Volg ons op facebook
Twaalfde zondag door het jaar A
Wees niet bang!
Spelletje: Positief roddelen
Ga met de kinderen in een kring zitten. Vraag alle kinderen iets positiefs over Jezus te zeggen.
Dat is vast niet zo moeilijk.
Vraag daarna aan alle kinderen iets negatiefs te zeggen over Jezus.
Dat is al moeilijker.
Vraag dan aan de kinderen iets negatiefs te zeggen over hun moeder.
Dat is lastig en ook niet leuk om te doen.
Vraag ze tot slot iets positiefs te zeggen over hun moeder.
Dat gaat vast weer veel gemakkelijker.
Herhaal dezelfde oefening door de kinderen iets over jou als begeleider te laten zeggen (eerst negatief, dan positief).
De positieve dingen zullen heel gemakkelijk komen.

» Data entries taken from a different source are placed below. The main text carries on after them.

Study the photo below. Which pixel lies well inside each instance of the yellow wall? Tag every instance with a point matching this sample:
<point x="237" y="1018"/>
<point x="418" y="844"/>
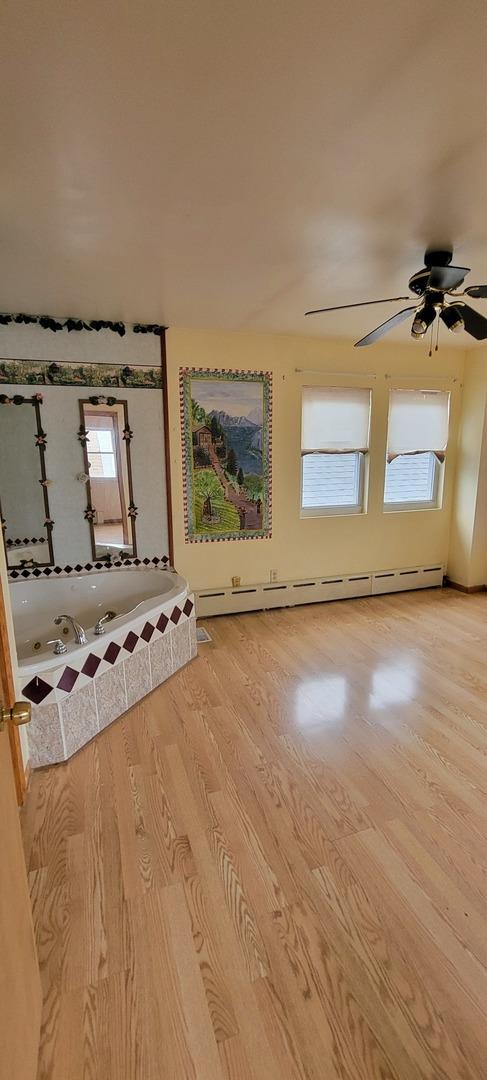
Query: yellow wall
<point x="312" y="545"/>
<point x="468" y="557"/>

Leg uit dat dit een grote groep is waar vaak alleen positief wordt gesproken over anderen. Dat maakt het ook heel vanzelfsprekend om positief te spreken over anderen.
Als we in een negatieve sfeer zitten, dan wordt het veel moeilijker om iets positiefs te zeggen. Je doet gauw mee met de rest. Vertel de kinderen dat het daarom goed is om altijd te proberen de positieve invloed te zijn op de omgeving.
Ga tenslotte verder met een rollenspel om dit in de praktijk te brengen. Iemand speelt Jezus, die wordt tegengewerkt door een tegenstander, gespeeld door een tweede kind. Dat kind probeert zoveel mogelijk negatieve dingen over Jezus te zeggen. (Neem hiervoor de wat oudere kinderen) Laat de rest van de kinderen het opnemen voor Jezus, maar niet door lelijk te gaan doen tegen de tegenstander, maar door juist heel erg positief te zijn.